License book club: Artistic License 2.0

Welcome to week two of the license book club! This is a regular thread on WFS where we sit down to read the licenses that we depend on every day, then come back here and discuss them – how do they work, how are they used in practice, what do specific clauses mean, and so on.

This week’s license is the Artistic License 2.0.

:white_check_mark: OSI approved: board minutes
:white_check_mark: FSF approved: GNU comments

The Artistic License is almost exclusively used by the Perl community, used by Perl itself and by most Perl packages on CPAN, the Perl package distribution system.

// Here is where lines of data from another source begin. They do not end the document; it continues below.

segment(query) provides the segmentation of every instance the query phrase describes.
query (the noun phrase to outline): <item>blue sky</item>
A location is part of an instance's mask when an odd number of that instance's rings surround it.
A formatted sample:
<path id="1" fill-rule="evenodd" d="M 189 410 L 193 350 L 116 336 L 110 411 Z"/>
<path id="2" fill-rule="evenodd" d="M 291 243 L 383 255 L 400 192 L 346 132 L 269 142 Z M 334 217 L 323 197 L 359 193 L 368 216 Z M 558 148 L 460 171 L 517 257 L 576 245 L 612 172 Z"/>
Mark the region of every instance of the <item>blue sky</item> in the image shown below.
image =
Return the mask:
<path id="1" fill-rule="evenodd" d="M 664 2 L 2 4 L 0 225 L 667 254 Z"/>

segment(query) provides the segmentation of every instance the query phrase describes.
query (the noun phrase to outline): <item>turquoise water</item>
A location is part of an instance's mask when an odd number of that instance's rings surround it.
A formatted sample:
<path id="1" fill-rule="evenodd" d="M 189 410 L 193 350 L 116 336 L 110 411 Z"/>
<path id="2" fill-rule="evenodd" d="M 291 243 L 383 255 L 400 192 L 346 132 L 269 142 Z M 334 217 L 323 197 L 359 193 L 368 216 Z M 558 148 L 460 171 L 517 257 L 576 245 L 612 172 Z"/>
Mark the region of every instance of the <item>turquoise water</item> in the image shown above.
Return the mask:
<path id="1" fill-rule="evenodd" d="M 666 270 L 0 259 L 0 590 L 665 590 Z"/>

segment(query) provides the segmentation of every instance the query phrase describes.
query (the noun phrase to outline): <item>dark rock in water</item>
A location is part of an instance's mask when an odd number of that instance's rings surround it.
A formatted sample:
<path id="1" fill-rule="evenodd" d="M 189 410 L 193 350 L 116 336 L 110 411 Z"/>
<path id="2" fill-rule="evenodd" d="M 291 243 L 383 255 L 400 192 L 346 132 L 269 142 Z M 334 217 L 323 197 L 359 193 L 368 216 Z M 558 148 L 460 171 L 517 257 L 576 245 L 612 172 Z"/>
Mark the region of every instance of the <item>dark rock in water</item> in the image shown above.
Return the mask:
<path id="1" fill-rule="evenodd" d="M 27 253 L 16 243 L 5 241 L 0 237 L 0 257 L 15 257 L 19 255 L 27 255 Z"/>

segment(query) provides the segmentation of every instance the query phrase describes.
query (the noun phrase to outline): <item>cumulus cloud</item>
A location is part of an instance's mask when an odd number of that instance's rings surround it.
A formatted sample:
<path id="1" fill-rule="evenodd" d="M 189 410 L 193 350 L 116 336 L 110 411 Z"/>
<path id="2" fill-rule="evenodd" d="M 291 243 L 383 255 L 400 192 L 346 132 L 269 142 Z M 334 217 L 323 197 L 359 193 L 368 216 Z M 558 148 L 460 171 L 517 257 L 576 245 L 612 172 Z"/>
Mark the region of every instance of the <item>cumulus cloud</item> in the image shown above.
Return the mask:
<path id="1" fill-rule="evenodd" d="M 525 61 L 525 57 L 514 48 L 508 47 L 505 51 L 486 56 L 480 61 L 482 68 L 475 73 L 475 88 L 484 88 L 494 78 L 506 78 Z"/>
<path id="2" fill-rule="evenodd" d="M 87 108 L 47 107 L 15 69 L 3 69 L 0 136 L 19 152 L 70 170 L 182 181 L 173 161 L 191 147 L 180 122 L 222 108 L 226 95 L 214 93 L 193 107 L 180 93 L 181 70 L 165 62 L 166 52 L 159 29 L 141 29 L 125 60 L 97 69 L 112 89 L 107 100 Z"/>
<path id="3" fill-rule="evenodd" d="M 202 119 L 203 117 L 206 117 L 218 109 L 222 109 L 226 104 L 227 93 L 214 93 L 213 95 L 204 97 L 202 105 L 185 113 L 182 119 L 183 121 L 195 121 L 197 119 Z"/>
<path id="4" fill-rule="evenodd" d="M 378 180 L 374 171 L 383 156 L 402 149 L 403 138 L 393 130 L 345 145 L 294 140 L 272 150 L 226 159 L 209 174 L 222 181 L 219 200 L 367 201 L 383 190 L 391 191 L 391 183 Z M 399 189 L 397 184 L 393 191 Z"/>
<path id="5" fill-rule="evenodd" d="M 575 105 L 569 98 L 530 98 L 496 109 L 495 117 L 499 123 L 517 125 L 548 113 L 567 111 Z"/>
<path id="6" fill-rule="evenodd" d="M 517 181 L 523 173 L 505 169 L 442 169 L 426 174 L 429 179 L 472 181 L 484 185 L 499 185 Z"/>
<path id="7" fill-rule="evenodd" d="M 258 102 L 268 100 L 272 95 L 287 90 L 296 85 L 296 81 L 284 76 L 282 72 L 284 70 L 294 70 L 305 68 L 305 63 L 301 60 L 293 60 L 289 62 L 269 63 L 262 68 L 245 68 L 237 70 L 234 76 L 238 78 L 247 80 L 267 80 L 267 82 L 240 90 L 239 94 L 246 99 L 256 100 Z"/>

Artistic 2.0 is a revision to the original Artistic License, which is a classic example of a “boutique” license – one written primarily for vanity rather than with legal rigor. As a consequence, it was cautiously approved by the OSI (even then only with one clause removed), and was never recognized as free software by the FSF on the basis that it was too vague, and “too clever for its own good”. Perl itself was eventually dual licensed with this license and the GPL, and as such was considered free software via the GPL.

An early attempt to fix the problems with Artistic 1.0 came with the Clarified Artistic License, penned by Bradly Kuhn, whose work in the free software community at large is well known. The Clarified license made the minimum set of changes necessary to address the “free” and “open” questions of the original license, but it never caught on.

Later, the Artistic License 2.0 was written from scratch with much greater legal rigor and ultimately became the license of choice for all things Perl.

Read and discuss this license! :open_book:

2 Likes
 (a) make the Modified Version available to the Copyright Holder of the Standard Version, under the Original License, so that the Copyright Holder may
     include your modifications in the Standard Version.

Pretty interesting clause, makes this compliance choice somewhat reciprocal but explicitly making it a requirement towards the Copyright Holder rather than everyone (like you’d approach with “Contributor” in this license and get in most others with Licensee) seems awkward.

 (b) ensure that installation of your Modified Version does not prevent the user installing or running the Standard Version. In addition, the Modified 
     Version must bear a name that is different from the name of the Standard Version.

Different name sounds quite weird, reminds me of Mozilla Firefox® vs. Iceweasel.
At least it looks like Perl itself just asks to bump the patchlevel for packaging[1], perl licensing (which most modules follow by referring to Perl) being Artistic OR GPL-1-or-later anyway.[2]

Update2: Also choice (c) is a pretty interesting one, it basically boils down to same-license or a reciprocal license, I don’t think I’ve seen that in a permissive license before. So the way I understand the 3 choices is either you entirely rename and use any license, or you allow your modifications to be taken back at least by upstream if not all licensees. And I’d guess dual-licensing when modifications aren’t under the Artistic License.

Update1: By the way, here’s its page on OSI Artistic License 2.0 – Open Source Initiative which allows to see the license discussion as well.


  1. perl5/PACKAGING at blead · Perl/perl5 · GitHub ↩︎

  2. README § LICENSING ↩︎

1 Like

@ddevault Suggestion for tomorrow: BlueOak-1.0.0

2 Likes

This license always seemed… a bit curious to me. At the same time, I was attracted by it, simply because of “Artistic”. So I guess my vanity got triggered :wink:

I never got to use it for my own projects, even though tempted at times.